In a viral post shared on the U.K.-based discussion website Mumsnet, which can be seen here, user BonnieBobbet explained she and her ex share a 9-year-old daughter and that she had a good relationship with his new partner until recently.

The user added the stepmother’s relationship with her daughter had changed for the worse after the stepmom had her own child, who is now 3.

According to the American Community Survey in 2019, there were an estimated 2,396,311 children in the U.S. who were registered as stepchildren.

The Mumsnet user posted: “She used to be very invested in my daughter’s life, they spent time together going places, she’d help out in the school holidays and things and yes admittedly she’s helped me out on a few occasions. I’ve always been very grateful and it was never expected but she’s offered in the past and we get on well enough.

“Since her son was born [it] is like she never really has time for DD [dear daughter]. Never takes her anywhere anymore, doesn’t help out ex-p [ex-partner] making some logistics difficult.”

The Mumsnet user continued: “Her family was really good with her too and she enjoyed their company. They weren’t grandparents to her but she really liked them.

“Now it’s the same, she feels they are only interested in her brother, she doesn’t really understand why he can go for sleepovers and SMs [stepmother’s] mum and dad’s house but she can’t.”

She claimed the stepmother no longer bought her daughter things to give her ex-partner on Father’s Day or on his birthday, instead saying she could buy these things with her own pocket money.

The Mumsnet user added that the stepmother now takes her son on vacation to Disneyland after having previously chosen to have breaks in the U.K.
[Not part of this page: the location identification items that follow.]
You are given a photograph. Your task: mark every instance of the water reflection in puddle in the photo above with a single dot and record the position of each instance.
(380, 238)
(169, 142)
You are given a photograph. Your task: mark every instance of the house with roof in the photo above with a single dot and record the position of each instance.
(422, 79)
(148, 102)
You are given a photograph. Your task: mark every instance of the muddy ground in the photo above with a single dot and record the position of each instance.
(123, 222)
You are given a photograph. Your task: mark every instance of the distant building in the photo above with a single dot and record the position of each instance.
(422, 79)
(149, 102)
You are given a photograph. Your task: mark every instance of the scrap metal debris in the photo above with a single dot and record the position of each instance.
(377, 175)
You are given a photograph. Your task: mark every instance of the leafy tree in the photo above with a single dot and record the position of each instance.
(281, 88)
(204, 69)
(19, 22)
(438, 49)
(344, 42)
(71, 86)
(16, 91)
She was frustrated that so much money could be spent and not include bringing her daughter along on family vacations.

Since being shared Tuesday, the post has racked up some 214 responses, most of which were from people who sided with the Mumsnet user.

One Mumsnet user said: “YANBU [you are not being unreasonable], posters will soon come along to say your DD is not her responsibility but if she wanted to be a detached step mum she should not have built up an expectation before her son was born. To act so differently now she has her own baby is cruel.
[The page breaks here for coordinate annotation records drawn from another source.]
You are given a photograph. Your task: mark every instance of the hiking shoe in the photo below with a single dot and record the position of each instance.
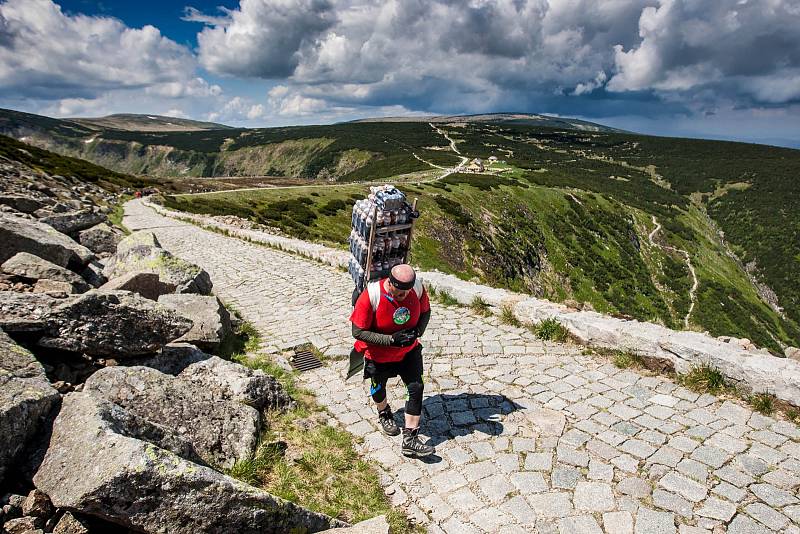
(386, 419)
(413, 447)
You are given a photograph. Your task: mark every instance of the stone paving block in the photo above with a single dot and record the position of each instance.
(529, 482)
(773, 496)
(673, 503)
(593, 497)
(766, 515)
(579, 523)
(464, 500)
(683, 486)
(652, 522)
(552, 504)
(538, 461)
(496, 487)
(717, 509)
(618, 522)
(618, 420)
(519, 508)
(742, 524)
(565, 477)
(693, 469)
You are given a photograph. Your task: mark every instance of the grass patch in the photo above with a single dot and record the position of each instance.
(446, 298)
(306, 461)
(507, 316)
(624, 360)
(703, 378)
(244, 338)
(480, 306)
(551, 330)
(762, 402)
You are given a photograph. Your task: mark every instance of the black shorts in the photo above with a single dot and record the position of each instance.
(409, 369)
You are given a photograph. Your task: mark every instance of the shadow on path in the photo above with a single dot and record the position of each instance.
(447, 416)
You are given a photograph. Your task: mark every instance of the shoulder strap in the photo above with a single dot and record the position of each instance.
(374, 290)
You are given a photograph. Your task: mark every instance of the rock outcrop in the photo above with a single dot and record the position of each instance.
(19, 234)
(26, 265)
(141, 251)
(114, 324)
(100, 239)
(26, 312)
(212, 322)
(74, 221)
(101, 463)
(146, 284)
(26, 399)
(220, 430)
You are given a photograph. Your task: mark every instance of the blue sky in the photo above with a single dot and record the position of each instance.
(726, 69)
“The holidays are very unfair but not all on the stepmum, your ex should not be paying for a Disneyland trip for one child and not the other, if U.K. holidays are ‘good enough’ then that should apply to all of his children.”

Another added: “Gosh, that’s a tough one. [It’s] like she used your DD as a practice kid until she had her own. I can’t fathom how people can drop a kid like that (seen it happen plenty though).

“It’s very hurtful. Re [regarding] the holidays, it’s really her dad who is the only one who can do something about it. He needs to insist DD comes along on at least half of the family holidays imo [in my opinion].

A third posted: “Why is the SM [stepmother] getting the hard time and not the dad? Surely he’s more responsible for making this transition easier? If the 3-year-old is at his grandparents does that not leave your daughter having her own time with her dad and SM? Is that not a good thing?”

Some commenters, however, were keen to place blame on the user’s former partner and said he needed to step up.

One commenter said: “Your ex is the issue here. He should be ensuring equity across the two houses for your DD, not the SM.”

Newsweek wasn’t able to verify the details of the case.